Sarah Palin hit a national nerve with her "s’mores" dig at Michelle Obama’s "health" campaign — how dare the liberal outsiders, the purveyors of culturelessness, tell us that the culinary way some of us relive our most precious past is unhealthy? And to the point that not a single instance is allowed — that we must relinquish our culture on their consumerist altar under the guise of "nutrition"? I don’t buy it.
Given who has spearheaded the attacks, their vehemence and consistency, and who has been spared them for many of the similar, if not identical, health ills, I think this is just another underhanded discriminatory cultural assault. I find it convenient the only target happens to be a woman who pulled herself out of economically poor "redneck" roots, and was unwise enough to admit to having an obesity-related medical illness. In the consumerist world of the culinary industry, it’s not about the monetary or ethical conflict of interest. Google Image "soul food chef" and imagine Bourdain, et. al., telling one of these wonderful offerors of ethnic fellowship on a plate that their "lifestyle" is unhealthy and persecute them for perpetuating it through their cuisine or recipes.

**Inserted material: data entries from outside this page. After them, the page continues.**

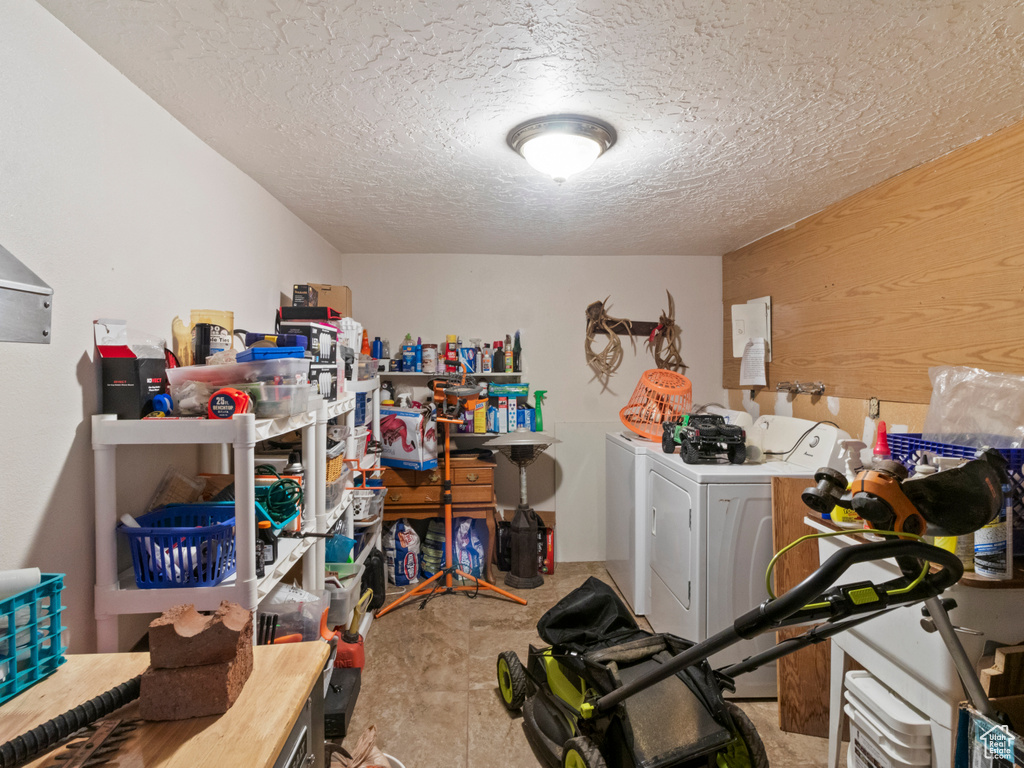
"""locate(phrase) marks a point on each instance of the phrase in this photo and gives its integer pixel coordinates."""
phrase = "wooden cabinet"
(419, 494)
(472, 483)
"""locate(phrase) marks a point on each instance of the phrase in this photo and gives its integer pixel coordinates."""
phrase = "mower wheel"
(511, 680)
(747, 750)
(581, 752)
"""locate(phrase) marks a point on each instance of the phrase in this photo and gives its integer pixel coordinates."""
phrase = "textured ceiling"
(382, 124)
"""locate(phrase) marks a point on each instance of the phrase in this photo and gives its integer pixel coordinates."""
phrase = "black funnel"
(963, 500)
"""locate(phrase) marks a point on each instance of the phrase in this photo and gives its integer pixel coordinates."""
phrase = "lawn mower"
(607, 694)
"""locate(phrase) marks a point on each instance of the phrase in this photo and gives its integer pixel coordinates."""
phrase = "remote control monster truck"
(705, 437)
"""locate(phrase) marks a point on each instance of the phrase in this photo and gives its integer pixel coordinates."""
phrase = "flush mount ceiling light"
(560, 145)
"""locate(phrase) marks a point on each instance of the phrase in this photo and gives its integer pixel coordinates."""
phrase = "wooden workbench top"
(251, 733)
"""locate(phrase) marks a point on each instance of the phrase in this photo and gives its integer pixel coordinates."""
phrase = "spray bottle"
(850, 453)
(882, 452)
(539, 396)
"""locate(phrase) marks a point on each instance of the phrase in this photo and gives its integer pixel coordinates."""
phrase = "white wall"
(546, 297)
(126, 214)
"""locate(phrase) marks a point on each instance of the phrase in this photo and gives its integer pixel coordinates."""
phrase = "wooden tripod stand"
(450, 569)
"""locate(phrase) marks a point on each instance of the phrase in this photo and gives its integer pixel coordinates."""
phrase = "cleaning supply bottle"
(539, 396)
(508, 353)
(498, 365)
(993, 545)
(850, 454)
(882, 452)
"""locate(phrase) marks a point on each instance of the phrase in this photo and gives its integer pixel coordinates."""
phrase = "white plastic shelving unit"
(116, 593)
(502, 376)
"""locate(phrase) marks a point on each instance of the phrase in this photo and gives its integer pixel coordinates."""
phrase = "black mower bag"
(679, 720)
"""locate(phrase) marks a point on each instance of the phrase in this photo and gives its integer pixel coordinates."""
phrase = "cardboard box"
(338, 298)
(409, 439)
(324, 380)
(129, 382)
(323, 339)
(303, 296)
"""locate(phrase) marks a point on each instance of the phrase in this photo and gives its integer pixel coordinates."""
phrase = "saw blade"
(95, 744)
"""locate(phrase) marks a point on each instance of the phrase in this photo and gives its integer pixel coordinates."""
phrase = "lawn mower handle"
(791, 608)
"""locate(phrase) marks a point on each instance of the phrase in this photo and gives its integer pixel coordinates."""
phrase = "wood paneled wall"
(923, 269)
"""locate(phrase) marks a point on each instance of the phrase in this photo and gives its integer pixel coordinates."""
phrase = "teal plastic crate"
(31, 640)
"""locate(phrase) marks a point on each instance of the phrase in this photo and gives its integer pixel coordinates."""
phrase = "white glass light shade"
(559, 145)
(561, 155)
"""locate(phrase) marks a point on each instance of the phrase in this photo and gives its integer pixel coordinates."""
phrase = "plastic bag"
(296, 611)
(401, 546)
(972, 407)
(468, 549)
(366, 754)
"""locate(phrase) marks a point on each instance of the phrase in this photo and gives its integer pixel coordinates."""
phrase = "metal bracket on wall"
(26, 302)
(796, 387)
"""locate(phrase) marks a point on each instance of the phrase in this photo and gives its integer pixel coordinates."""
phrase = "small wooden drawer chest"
(418, 494)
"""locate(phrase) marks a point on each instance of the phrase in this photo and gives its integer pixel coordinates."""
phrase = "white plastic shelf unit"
(497, 376)
(116, 593)
(312, 571)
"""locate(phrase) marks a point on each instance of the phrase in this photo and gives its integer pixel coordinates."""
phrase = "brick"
(182, 637)
(194, 691)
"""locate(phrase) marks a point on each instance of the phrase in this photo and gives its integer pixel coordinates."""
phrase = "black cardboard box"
(323, 339)
(304, 296)
(130, 383)
(325, 380)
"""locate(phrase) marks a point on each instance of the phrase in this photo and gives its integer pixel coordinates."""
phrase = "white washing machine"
(627, 526)
(710, 537)
(625, 506)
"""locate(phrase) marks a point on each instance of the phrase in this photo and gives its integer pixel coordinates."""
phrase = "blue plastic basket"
(31, 645)
(183, 545)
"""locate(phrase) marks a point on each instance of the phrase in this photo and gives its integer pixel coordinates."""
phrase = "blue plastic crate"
(904, 445)
(183, 545)
(268, 353)
(31, 645)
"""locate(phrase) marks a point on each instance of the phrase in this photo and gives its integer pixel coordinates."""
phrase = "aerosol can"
(351, 653)
(849, 453)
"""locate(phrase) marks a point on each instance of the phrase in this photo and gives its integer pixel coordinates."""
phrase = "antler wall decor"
(606, 361)
(663, 340)
(666, 336)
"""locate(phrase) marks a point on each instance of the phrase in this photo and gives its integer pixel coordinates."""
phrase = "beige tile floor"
(429, 683)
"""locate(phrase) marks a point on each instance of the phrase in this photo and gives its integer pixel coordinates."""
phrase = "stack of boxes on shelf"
(321, 312)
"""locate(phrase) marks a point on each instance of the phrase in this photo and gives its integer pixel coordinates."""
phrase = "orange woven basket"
(660, 395)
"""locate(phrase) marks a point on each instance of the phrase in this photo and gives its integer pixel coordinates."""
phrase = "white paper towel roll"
(12, 582)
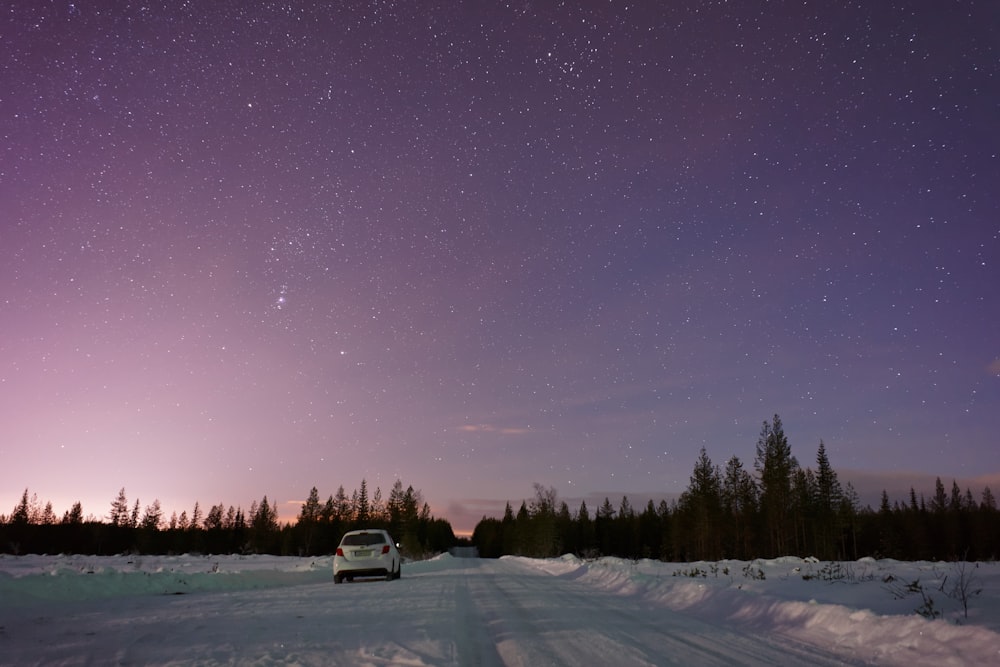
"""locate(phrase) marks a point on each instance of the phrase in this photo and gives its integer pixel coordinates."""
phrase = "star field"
(249, 249)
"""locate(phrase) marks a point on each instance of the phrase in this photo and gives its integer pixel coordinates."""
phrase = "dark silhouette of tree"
(699, 511)
(775, 466)
(739, 505)
(119, 515)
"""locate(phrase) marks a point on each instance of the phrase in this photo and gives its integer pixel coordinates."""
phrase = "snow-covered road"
(451, 612)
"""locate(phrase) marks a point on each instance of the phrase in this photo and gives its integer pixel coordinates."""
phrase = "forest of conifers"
(780, 509)
(31, 528)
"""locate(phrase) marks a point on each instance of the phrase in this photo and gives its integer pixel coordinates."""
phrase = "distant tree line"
(777, 509)
(130, 527)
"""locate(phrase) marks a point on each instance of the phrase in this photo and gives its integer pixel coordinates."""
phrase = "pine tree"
(739, 500)
(828, 497)
(988, 503)
(75, 514)
(119, 515)
(700, 510)
(21, 516)
(310, 512)
(775, 465)
(152, 516)
(361, 507)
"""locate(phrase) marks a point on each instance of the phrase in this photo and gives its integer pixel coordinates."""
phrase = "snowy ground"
(232, 610)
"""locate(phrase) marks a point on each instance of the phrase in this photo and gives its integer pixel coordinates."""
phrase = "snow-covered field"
(266, 610)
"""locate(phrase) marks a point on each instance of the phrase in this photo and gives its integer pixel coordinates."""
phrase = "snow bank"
(852, 607)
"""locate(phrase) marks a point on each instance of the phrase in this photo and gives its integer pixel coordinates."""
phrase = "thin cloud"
(490, 428)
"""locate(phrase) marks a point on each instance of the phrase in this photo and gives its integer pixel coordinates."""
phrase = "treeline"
(778, 509)
(129, 527)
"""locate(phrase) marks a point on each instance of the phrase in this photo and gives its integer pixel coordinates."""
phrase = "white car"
(366, 553)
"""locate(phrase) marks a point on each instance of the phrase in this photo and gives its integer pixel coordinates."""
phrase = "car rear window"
(363, 540)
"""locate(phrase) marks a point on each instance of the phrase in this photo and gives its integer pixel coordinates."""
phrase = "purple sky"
(249, 250)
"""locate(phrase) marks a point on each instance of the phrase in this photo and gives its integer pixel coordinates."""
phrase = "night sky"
(249, 250)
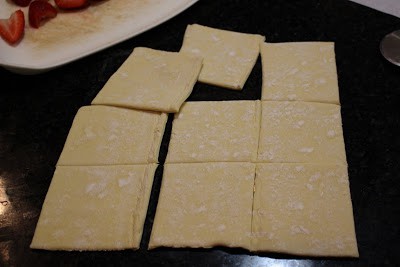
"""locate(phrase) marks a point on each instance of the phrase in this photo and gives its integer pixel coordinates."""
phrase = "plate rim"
(37, 68)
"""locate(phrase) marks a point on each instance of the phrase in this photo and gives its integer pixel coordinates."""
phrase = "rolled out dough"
(103, 135)
(294, 131)
(228, 56)
(215, 131)
(151, 80)
(95, 208)
(303, 209)
(204, 205)
(301, 71)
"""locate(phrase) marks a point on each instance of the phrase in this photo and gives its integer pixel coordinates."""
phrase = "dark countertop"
(36, 113)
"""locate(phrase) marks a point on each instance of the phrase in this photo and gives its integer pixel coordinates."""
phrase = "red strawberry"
(12, 29)
(39, 11)
(22, 3)
(71, 4)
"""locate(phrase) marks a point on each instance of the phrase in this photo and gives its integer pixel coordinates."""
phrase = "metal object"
(390, 47)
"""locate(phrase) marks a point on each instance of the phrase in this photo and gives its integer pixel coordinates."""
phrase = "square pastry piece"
(303, 209)
(151, 80)
(103, 135)
(304, 71)
(228, 57)
(301, 132)
(95, 208)
(215, 131)
(204, 205)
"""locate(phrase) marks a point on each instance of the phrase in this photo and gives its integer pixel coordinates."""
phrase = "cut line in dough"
(299, 71)
(151, 79)
(204, 205)
(294, 131)
(228, 56)
(303, 209)
(215, 131)
(104, 135)
(95, 208)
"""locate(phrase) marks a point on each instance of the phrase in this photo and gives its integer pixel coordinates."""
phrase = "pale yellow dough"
(302, 71)
(215, 131)
(95, 208)
(103, 135)
(295, 131)
(228, 56)
(151, 80)
(303, 209)
(204, 205)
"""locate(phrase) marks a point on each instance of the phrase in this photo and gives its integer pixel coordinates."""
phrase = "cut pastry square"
(303, 209)
(294, 131)
(215, 131)
(204, 205)
(104, 135)
(95, 208)
(228, 56)
(151, 80)
(301, 71)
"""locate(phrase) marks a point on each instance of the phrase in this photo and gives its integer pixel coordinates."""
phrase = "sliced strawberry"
(40, 10)
(12, 29)
(71, 4)
(22, 3)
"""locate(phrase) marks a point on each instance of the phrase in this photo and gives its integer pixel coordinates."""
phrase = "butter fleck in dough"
(95, 208)
(228, 56)
(151, 80)
(299, 71)
(104, 135)
(295, 131)
(303, 209)
(204, 205)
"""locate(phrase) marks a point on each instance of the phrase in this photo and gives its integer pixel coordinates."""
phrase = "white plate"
(73, 35)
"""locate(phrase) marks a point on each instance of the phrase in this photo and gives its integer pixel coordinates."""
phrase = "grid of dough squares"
(99, 193)
(110, 155)
(287, 156)
(223, 170)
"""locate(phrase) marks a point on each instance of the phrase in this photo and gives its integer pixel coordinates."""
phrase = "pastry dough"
(215, 131)
(304, 71)
(204, 205)
(103, 135)
(151, 80)
(228, 57)
(303, 209)
(301, 132)
(95, 208)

To put it bluntly, I’m not happy that Deen has decided to pimp insulin. I’m disappointed in the obvious consumerism. But most of her most ardent critics are even FAR more consumeristic, whether it’s Bourdain or the fake size-2 news-prompter-reader-deficients posing as reporters on TMZ. So methinks they doth protest too much, and unsuccessfully so.
When the Bourdains give up their http://www.seriouseats.com/recipes/2008/03/roast-bone-marrow-and-parsley-salad-anthony-bourdain-recipe.html, maybe the charade might be more believable. Until then, please pass the biscuits, will you? And hand me that bowl of apple butter down along with the gravy. And, oh yeah — don’t forget to say Grace first.